You are consistently doing 1 and 2. You regularly, if not daily, close the day in a calorie deficit, meaning you have expended more calories than your body needs to maintain it’s current weight.  You think you should be losing weight, but you aren’t.

4) “What am I doing wrong?”

If you want to lose 1 to 2 pounds a week, you need to burn 500 to 1,000 calories more than you consume each day, through a lower calorie diet and regular exercise. The reality is, the numbers do not lie. So, the problem is most likely with your numbers, which is likely one of two errors:

Are you really tracking your food calories correctly? Are you accurately measuring your portions?


Are you overestimating how many calories you burn during exercise?
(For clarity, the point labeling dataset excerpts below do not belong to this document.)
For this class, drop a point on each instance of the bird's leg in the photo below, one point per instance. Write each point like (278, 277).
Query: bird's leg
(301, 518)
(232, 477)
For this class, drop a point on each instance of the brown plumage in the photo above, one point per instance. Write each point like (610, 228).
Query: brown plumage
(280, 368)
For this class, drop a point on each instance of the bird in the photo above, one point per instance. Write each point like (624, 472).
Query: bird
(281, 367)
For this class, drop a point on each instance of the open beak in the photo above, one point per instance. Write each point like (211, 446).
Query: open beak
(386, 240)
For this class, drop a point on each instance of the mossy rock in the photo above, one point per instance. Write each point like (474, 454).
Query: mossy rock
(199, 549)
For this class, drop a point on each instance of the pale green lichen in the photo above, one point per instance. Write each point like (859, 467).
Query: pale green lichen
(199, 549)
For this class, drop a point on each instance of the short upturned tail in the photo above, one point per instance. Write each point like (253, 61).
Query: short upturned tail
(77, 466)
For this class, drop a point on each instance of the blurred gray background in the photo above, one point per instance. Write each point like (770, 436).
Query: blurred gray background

Overestimating Calories Burned

In my observation, this is the biggest error that people make in tracking calories. They overestimate how many calories they burned during exercise, and then eat food as if they burned calories they didn’t. Therefore, whatever deficit you thought you had, you really don’t. Most exercise calorie calculators are inefficient. They don’t take into factor so many important components of YOUR UNIQUE body, and all of the nuances of your exercise effort. Also, you could be overestimating your exertion level. You felt like that was moderate effort walking your dog, but it was really just a stroll.

Here’s a Solution

If you want to be exact, you need to wear a Heart Rate Monitor during your exercise. This is the most accurate way of knowing how many calories YOU burned during YOUR workout.

All I need is another gadget and something I need to remember to charge, so I try to be a technology minimalist at the gym.

If you want to keep it simple, always err on the very low side of estimated calories burned during exercise. The normal treadmill walker is not burning 800 calories in 30 minutes. I guarantee that. Remember the old adage, “If it looks too good to be true, it probably is.” Underestimate calories burned for a while and see if your progress changes.

Good luck, and let me know how it goes!